Consider, for example the recent report of the long-term follow-up of a group of 177 patients with metastatic melanoma treated on three clinical trials with ipilimumab, a recently approved monoclonal antibody that blocks the immunosuppressive receptor cytotoxic T-lymphocyte-associated antigen 4 (CTLA-4) present on T cells.1 Since the median follow-up period in each of the trials exceeds five years, it is possible to examine the impact of treatment on the opportunity of patients to achieve prolonged remissions.

And, while the median overall survival for the three trials was of interest (14, 16, and 13 months), what is perhaps most striking is the percentage of patients with this extremely difficult malignancy who have survived for at least five years (13%, 25%, and 23%). Despite the duration of follow-up in this population, it remains uncertain if the extended survival indicates the malignancy has been cured but that there is certainly reason to be optimistic.

Ipilimumab provides a striking example of the way in which some patients derive long-term benefits from therapy while others do not. The reasons for such differences should be a priority for translational research. ”

Of additional interest is the fact that a number of the long-term survivors continued to maximize their measurable tumor regression long after the therapeutic program was completed, suggesting a delayed but active immunological response to the malignancy. Finally, of the 15 individuals who achieved a clinically defined complete remission, only one individual experienced ultimate progression of the disease process (with responses at the time of this report lasting as long as >8 years).

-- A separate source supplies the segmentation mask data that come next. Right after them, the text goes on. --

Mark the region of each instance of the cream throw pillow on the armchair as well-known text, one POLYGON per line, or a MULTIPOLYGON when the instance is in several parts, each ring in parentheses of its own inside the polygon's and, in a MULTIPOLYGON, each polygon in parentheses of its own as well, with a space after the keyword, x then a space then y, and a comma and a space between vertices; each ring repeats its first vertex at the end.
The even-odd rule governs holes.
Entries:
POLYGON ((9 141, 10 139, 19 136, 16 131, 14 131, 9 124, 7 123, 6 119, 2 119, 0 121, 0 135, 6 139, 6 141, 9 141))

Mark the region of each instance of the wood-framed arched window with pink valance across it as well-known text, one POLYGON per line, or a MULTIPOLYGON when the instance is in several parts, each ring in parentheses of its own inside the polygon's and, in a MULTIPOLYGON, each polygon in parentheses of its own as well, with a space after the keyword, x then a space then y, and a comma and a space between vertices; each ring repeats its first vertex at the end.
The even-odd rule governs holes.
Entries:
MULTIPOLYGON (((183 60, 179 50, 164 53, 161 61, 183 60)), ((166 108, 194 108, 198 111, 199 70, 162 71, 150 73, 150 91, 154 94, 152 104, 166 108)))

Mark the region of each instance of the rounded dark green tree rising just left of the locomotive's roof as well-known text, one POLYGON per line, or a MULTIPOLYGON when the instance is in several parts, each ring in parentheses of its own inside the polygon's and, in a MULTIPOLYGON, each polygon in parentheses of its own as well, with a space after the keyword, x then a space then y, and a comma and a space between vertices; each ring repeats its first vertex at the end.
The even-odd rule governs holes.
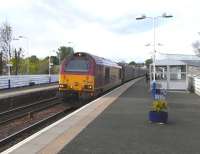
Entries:
POLYGON ((61 46, 58 48, 57 56, 60 59, 60 62, 66 57, 71 56, 74 53, 74 49, 72 47, 61 46))

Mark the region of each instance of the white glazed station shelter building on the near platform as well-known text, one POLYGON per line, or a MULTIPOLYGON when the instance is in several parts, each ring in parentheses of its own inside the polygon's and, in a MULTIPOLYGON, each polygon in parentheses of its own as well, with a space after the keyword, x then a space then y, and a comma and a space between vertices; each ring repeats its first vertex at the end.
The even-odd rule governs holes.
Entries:
MULTIPOLYGON (((156 83, 167 90, 189 90, 192 77, 200 75, 200 57, 195 55, 165 54, 156 59, 156 83)), ((150 65, 150 83, 153 65, 150 65)))

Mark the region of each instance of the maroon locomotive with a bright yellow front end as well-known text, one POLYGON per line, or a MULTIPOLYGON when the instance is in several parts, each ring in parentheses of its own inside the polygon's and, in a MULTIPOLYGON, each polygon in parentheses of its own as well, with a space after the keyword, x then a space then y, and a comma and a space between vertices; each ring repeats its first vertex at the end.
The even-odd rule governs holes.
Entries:
POLYGON ((60 68, 59 92, 89 98, 109 90, 122 81, 122 67, 110 60, 78 52, 64 60, 60 68))

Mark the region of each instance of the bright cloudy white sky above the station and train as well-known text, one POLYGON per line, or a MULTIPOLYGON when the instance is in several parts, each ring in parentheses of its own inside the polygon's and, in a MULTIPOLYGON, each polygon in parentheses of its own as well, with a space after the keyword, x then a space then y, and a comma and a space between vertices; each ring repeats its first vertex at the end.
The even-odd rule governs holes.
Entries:
POLYGON ((156 20, 156 44, 162 44, 156 50, 194 54, 199 6, 198 0, 0 0, 0 22, 12 26, 13 37, 28 38, 12 45, 26 50, 29 42, 29 55, 53 55, 64 45, 115 61, 142 62, 153 51, 153 25, 136 17, 173 15, 156 20))

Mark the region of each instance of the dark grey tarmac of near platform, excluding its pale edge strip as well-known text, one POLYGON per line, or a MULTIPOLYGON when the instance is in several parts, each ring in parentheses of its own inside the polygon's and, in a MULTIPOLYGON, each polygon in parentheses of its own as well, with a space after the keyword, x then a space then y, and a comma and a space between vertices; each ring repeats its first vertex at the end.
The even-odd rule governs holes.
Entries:
POLYGON ((151 96, 138 81, 103 111, 60 154, 199 154, 200 97, 168 93, 169 123, 148 121, 151 96))

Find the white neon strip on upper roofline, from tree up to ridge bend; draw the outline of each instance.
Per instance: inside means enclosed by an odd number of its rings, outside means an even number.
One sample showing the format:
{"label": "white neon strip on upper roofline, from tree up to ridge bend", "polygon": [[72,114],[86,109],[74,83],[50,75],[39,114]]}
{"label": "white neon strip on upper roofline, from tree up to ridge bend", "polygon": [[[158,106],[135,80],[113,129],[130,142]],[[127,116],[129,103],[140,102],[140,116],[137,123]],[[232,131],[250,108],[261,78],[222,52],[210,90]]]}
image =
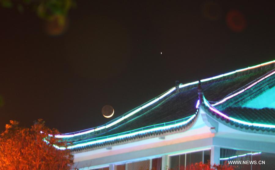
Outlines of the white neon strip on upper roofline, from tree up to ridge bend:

Table. Long-Term Ipilimumab Survival Data2

Treatment Group

(No patients)

Median OS

(mo)

4-year OS Rate

(%)

Ipilimumab + dacarbazine

(n = 250)

11.2

(9.4-13.6)

19.0%

(14.2-24.2)

Placebo + dacarbazine

(n = 252)

9.1

(7.8-10.5)

9.6%

(6.1-13.5)

OS indicates overall survival.

Similarly, in the longest ipilimumab survival follow-up from a phase III study, updated data indicate a median overall survival rate of 19.0% at four years (Table).2

Why have some patients experienced such pronounced biological and clinical activity of the novel therapeutic strategy, while other individuals with seemingly similar clinical features have failed to attain any measurable benefit? Discovering the answer to this provocative question in both this experience with ipilimumab in malignant melanoma and a variety of alternative immunological management approaches in this cancer and other malignancies is surely worthy of considerable effort by translational laboratory investigators working closely with members of the clinical research community.

References

  1. Prieto PA, Yang JC, Sherry RM, et al. CTLA-4 blockage with ipilimumab: longterm follow-up of 177 patients with metastatic melanoma [published online ahead of print January 23, 2012]. Clin Cancer Res. 2012;18(7):2039-2047. doi: 10.1158/1078-0432.CCR-11-1823.
  2. Maio M, Bondarenko I, Robert C, et al. Four-year survival update for metastatic melanoma (mm) patients (pts) treated with ipilimumab (IPI) + dacarbazine (DTIC) on phase 3 study CA184-024. Presented at: European Society of Medical Oncology 2012 Congress; September 28 — October 2, 2012; Vienna, Austria. Abstract 1127P.